Kita pernah menyinggung kisah ini dalam tulisan lain di blog ini, bagaimana Nabi Ibrahim mendemonstrasikan bahwa benda-benda langit yang ada di dunia ini, seperti bulan dan bintang bukanlah Tuhan karena terbenam atau mengalami perubahan. Argumennya sebagai berikut. Tidak ada Tuhan yang mengalami perubahan. Bulan mengalami perubahan. Maka, bulan bukan Tuhan. Struktur formalnya bisa dituliskan sebagai berikut:
Premis 1: Tidak ada x adalah y.
Premis 2: z adalah y.
Kesimpulan: z bukan x.
Tapi, dari contoh di atas, boleh jadi muncul pertanyaan: tidakkah premis pertama, yaitu tidak ada Tuhan yang mengalami perubahan, bukan premis yang aksiomatis? Bukankah argumentasi semacam ini berangkat dari premis aksiomatis menuju pengetahuan baru? Jawabannya: betul sekali, contoh di atas memuat premis yang tidak aksiomatis. Tapi, poinnya bukan di konten premis itu sendiri, tapi di bentuk premisnya. Artinya, apa pun konten premisnya, jika premisnya diakui kebenarannya dan disusun berdasarkan struktur di atas, kesimpulannya harus diterima. Adapun premis bahwa tiada Tuhan mengalami perubahan adalah produk dari argumentasi deduktif lain yang pernah kita singgung di beberapa tulisan di blog ini, yaitu: Setiap yang berubah mengalami permulaan. Tuhan tidak bermula. Kesimpulannya: Tuhan tidak berubah.
Ini adalah contoh mizan ta'adul akbar yang kita singgung di tulisan sebelumnya di serial ini. Tentu saja premis pertama di atas juga tidaklah aksiomatis. Kita juga pernah membahas bagaimana mendapatkan premis pertama di tulisan lain, berangkat dari argumen bahwa perubahan yang tak berhingga ke masa lalu hingga suatu waktu tertentu adalah kontradiksi. Poinnya: hasil dari suatu argumentasi deduktif bisa kita gunakan kembali sebagai premis dalam argumentasi deduktif lain untuk mendapatkan kesimpulan lainnya.

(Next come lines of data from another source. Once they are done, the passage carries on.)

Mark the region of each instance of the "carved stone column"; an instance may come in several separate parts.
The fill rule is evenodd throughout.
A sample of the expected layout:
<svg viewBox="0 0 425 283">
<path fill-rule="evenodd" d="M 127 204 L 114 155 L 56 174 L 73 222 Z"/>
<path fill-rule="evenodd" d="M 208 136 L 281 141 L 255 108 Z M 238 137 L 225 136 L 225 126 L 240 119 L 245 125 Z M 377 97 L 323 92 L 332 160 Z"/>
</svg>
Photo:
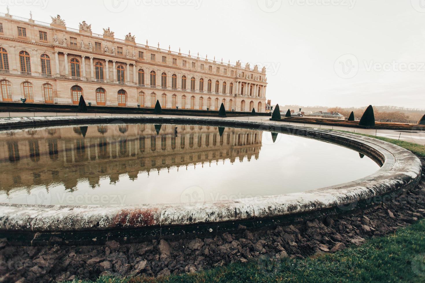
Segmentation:
<svg viewBox="0 0 425 283">
<path fill-rule="evenodd" d="M 116 61 L 112 61 L 112 72 L 113 73 L 113 82 L 116 81 L 116 68 L 115 67 L 115 63 Z"/>
<path fill-rule="evenodd" d="M 81 67 L 82 67 L 82 77 L 85 78 L 85 56 L 82 56 Z"/>
<path fill-rule="evenodd" d="M 69 76 L 69 70 L 68 70 L 68 53 L 64 53 L 65 56 L 65 75 Z"/>
<path fill-rule="evenodd" d="M 127 69 L 126 70 L 127 71 L 127 83 L 129 83 L 130 82 L 130 63 L 127 63 Z"/>
<path fill-rule="evenodd" d="M 90 56 L 90 78 L 93 79 L 94 77 L 94 71 L 93 70 L 93 57 Z"/>
<path fill-rule="evenodd" d="M 106 73 L 106 81 L 109 80 L 109 60 L 105 60 L 105 73 Z"/>
<path fill-rule="evenodd" d="M 56 75 L 59 76 L 60 75 L 60 70 L 59 67 L 59 52 L 54 53 L 54 61 L 56 65 Z"/>
</svg>

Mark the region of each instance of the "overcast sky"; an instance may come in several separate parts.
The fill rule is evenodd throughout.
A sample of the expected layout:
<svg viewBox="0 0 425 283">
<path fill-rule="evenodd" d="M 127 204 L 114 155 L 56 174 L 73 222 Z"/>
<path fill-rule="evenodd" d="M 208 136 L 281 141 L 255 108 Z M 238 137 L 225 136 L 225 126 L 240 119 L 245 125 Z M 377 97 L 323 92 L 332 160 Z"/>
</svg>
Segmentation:
<svg viewBox="0 0 425 283">
<path fill-rule="evenodd" d="M 13 15 L 267 67 L 272 103 L 425 108 L 424 0 L 0 0 Z"/>
</svg>

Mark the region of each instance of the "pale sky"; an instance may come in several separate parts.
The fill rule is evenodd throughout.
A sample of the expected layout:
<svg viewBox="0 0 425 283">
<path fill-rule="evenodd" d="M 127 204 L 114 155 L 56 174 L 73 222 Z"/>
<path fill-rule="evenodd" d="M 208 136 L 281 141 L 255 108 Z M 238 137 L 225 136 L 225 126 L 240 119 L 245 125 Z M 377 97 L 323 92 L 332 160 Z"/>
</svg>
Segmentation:
<svg viewBox="0 0 425 283">
<path fill-rule="evenodd" d="M 272 104 L 425 108 L 424 0 L 0 0 L 10 14 L 251 67 Z M 342 56 L 342 57 L 341 57 Z"/>
</svg>

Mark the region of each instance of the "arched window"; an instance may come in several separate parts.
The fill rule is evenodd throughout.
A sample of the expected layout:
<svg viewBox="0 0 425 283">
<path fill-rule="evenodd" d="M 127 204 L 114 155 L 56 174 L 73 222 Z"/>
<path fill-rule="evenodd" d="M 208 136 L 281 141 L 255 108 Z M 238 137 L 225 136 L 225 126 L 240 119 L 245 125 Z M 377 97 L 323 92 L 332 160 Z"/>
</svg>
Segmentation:
<svg viewBox="0 0 425 283">
<path fill-rule="evenodd" d="M 245 101 L 241 101 L 241 112 L 245 112 Z"/>
<path fill-rule="evenodd" d="M 192 78 L 190 79 L 191 91 L 195 91 L 195 84 L 196 81 L 196 80 L 195 79 L 195 77 L 192 77 Z"/>
<path fill-rule="evenodd" d="M 199 80 L 199 91 L 204 91 L 204 79 Z"/>
<path fill-rule="evenodd" d="M 153 108 L 155 106 L 156 103 L 156 94 L 152 92 L 150 94 L 150 107 Z"/>
<path fill-rule="evenodd" d="M 211 98 L 209 97 L 207 100 L 207 108 L 208 109 L 211 109 Z"/>
<path fill-rule="evenodd" d="M 96 89 L 96 104 L 105 105 L 106 104 L 106 95 L 105 90 L 102 87 Z"/>
<path fill-rule="evenodd" d="M 186 90 L 186 77 L 185 76 L 181 77 L 181 89 L 183 90 Z"/>
<path fill-rule="evenodd" d="M 42 54 L 40 56 L 41 61 L 41 73 L 43 75 L 51 75 L 50 67 L 50 57 L 47 54 Z"/>
<path fill-rule="evenodd" d="M 186 109 L 186 95 L 181 97 L 181 109 Z"/>
<path fill-rule="evenodd" d="M 44 92 L 44 102 L 53 103 L 53 87 L 50 84 L 43 85 L 43 92 Z"/>
<path fill-rule="evenodd" d="M 167 74 L 165 73 L 161 75 L 161 86 L 163 89 L 167 88 Z"/>
<path fill-rule="evenodd" d="M 9 70 L 9 59 L 7 51 L 3 47 L 0 48 L 0 70 Z"/>
<path fill-rule="evenodd" d="M 161 103 L 161 106 L 163 108 L 167 108 L 167 95 L 165 93 L 163 93 L 162 95 L 161 96 L 161 98 L 162 98 L 162 103 Z"/>
<path fill-rule="evenodd" d="M 139 93 L 139 99 L 137 102 L 141 107 L 144 107 L 144 92 L 141 91 Z"/>
<path fill-rule="evenodd" d="M 24 97 L 26 98 L 27 102 L 34 102 L 34 92 L 32 90 L 32 84 L 26 81 L 23 84 L 24 87 Z"/>
<path fill-rule="evenodd" d="M 82 89 L 77 85 L 74 86 L 71 88 L 71 96 L 72 97 L 72 103 L 78 104 L 80 96 L 82 95 Z"/>
<path fill-rule="evenodd" d="M 199 98 L 199 110 L 202 110 L 204 108 L 204 98 L 201 96 Z"/>
<path fill-rule="evenodd" d="M 208 84 L 207 85 L 207 91 L 208 92 L 208 93 L 211 93 L 211 88 L 212 87 L 212 81 L 211 80 L 208 80 Z"/>
<path fill-rule="evenodd" d="M 76 58 L 71 59 L 71 76 L 75 78 L 80 76 L 79 61 Z"/>
<path fill-rule="evenodd" d="M 150 87 L 156 87 L 156 73 L 155 71 L 150 72 Z"/>
<path fill-rule="evenodd" d="M 21 72 L 31 73 L 31 62 L 29 53 L 26 51 L 19 53 L 19 62 L 21 65 Z"/>
<path fill-rule="evenodd" d="M 173 98 L 171 98 L 171 108 L 175 109 L 177 104 L 177 96 L 175 94 L 173 95 Z"/>
<path fill-rule="evenodd" d="M 1 95 L 4 101 L 12 101 L 12 85 L 10 82 L 6 80 L 0 81 Z"/>
<path fill-rule="evenodd" d="M 96 62 L 94 64 L 96 79 L 103 80 L 103 64 L 100 62 Z"/>
<path fill-rule="evenodd" d="M 139 69 L 139 85 L 144 86 L 144 71 L 143 69 Z"/>
<path fill-rule="evenodd" d="M 124 90 L 118 91 L 118 106 L 125 106 L 125 95 L 127 93 Z"/>
<path fill-rule="evenodd" d="M 177 75 L 176 74 L 173 74 L 171 76 L 171 88 L 177 89 Z"/>
<path fill-rule="evenodd" d="M 123 83 L 125 81 L 124 75 L 124 67 L 121 65 L 118 65 L 116 67 L 116 80 L 118 82 Z"/>
</svg>

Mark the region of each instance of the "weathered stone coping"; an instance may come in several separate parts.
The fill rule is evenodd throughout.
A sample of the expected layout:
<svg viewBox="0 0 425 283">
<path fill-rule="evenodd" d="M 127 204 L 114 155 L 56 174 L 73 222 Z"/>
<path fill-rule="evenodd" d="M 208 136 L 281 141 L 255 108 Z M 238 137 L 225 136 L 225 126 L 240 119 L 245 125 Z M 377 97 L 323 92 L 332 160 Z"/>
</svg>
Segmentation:
<svg viewBox="0 0 425 283">
<path fill-rule="evenodd" d="M 395 145 L 354 134 L 268 123 L 164 118 L 30 117 L 0 119 L 0 129 L 112 123 L 205 124 L 295 134 L 353 149 L 372 158 L 382 167 L 374 174 L 354 182 L 303 193 L 258 198 L 251 202 L 240 199 L 192 205 L 103 206 L 0 204 L 0 234 L 27 233 L 28 240 L 31 235 L 35 239 L 37 234 L 45 233 L 63 236 L 79 233 L 86 237 L 104 235 L 107 239 L 113 234 L 125 240 L 127 234 L 136 237 L 135 231 L 138 234 L 149 231 L 144 235 L 159 238 L 188 230 L 197 233 L 198 228 L 207 233 L 216 233 L 226 223 L 237 227 L 239 221 L 251 221 L 255 222 L 254 226 L 261 226 L 263 221 L 274 222 L 274 219 L 283 217 L 302 219 L 300 216 L 309 213 L 317 215 L 330 210 L 346 213 L 368 200 L 368 202 L 379 202 L 379 199 L 372 199 L 399 195 L 410 189 L 416 186 L 422 174 L 419 158 Z"/>
</svg>

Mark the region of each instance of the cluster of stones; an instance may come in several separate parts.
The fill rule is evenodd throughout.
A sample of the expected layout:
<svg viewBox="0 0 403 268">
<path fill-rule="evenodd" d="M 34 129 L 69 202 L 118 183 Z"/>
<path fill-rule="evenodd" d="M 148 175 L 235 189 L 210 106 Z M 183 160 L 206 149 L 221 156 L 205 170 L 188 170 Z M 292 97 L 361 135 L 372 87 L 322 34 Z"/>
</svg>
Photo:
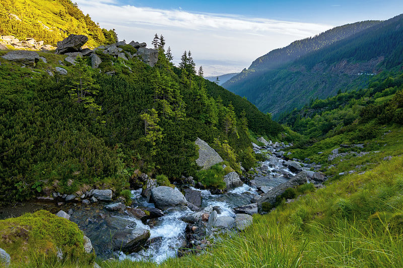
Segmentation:
<svg viewBox="0 0 403 268">
<path fill-rule="evenodd" d="M 6 46 L 11 46 L 16 49 L 30 50 L 51 50 L 56 48 L 50 45 L 44 45 L 43 41 L 37 41 L 33 38 L 26 38 L 20 41 L 12 35 L 3 35 L 0 37 L 0 49 L 7 49 Z"/>
</svg>

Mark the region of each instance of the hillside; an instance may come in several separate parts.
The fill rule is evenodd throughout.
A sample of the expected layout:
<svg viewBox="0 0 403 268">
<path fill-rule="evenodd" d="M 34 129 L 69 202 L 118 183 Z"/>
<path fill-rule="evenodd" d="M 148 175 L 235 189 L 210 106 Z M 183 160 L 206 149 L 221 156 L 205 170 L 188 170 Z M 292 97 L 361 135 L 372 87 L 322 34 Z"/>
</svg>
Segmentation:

Sebagai catatan, mizan ta'adul awsath ini terutama sangat penting dalam teologi karena bentuk argumen semacam ini lah yang digunakan para teolog untuk membuktikan transendensi Tuhan, yaitu kesucian Tuhan dari segala yang tak layak baginya. Misal: Tidak ada objek material yang bersifat wajib. Tuhan bersifat wajib. Kesimpulan: Tuhan bukan objek material.
Metodologi berfikir ketiga, yang disebut Al-Ghazali sebagai mizan ta'adul ashghar, adalah metodologi yang dicontohkan Al-Qur'an ketika membantah klaim sebagian Yahudi di era Rasulullah bahwa tidak ada manusia yang menerima wahyu sebagaimana diabadikan dalam Surat Al-An'am ayat 91:
وَمَا قَدَرُوا اللَّهَ حَقَّ قَدْرِهِ إِذْ قَالُوا مَا أَنزَلَ اللَّهُ عَلَىٰ بَشَرٍ مِّن شَيْءٍ ۗ قُلْ مَنْ أَنزَلَ الْكِتَابَ الَّذِي جَاءَ بِهِ مُوسَىٰ نُورًا وَهُدًى لِّلنَّاسِ
“Mereka (Bani Israil) tidak mengagungkan Allah sebagaimana mestinya ketika mereka berkata, “Allah tidak menurunkan sesuatu pun kepada manusia.” Katakanlah (Nabi Muhammad), “Siapakah yang menurunkan kitab suci (Taurat) yang dibawa Musa sebagai cahaya dan petunjuk bagi manusia?””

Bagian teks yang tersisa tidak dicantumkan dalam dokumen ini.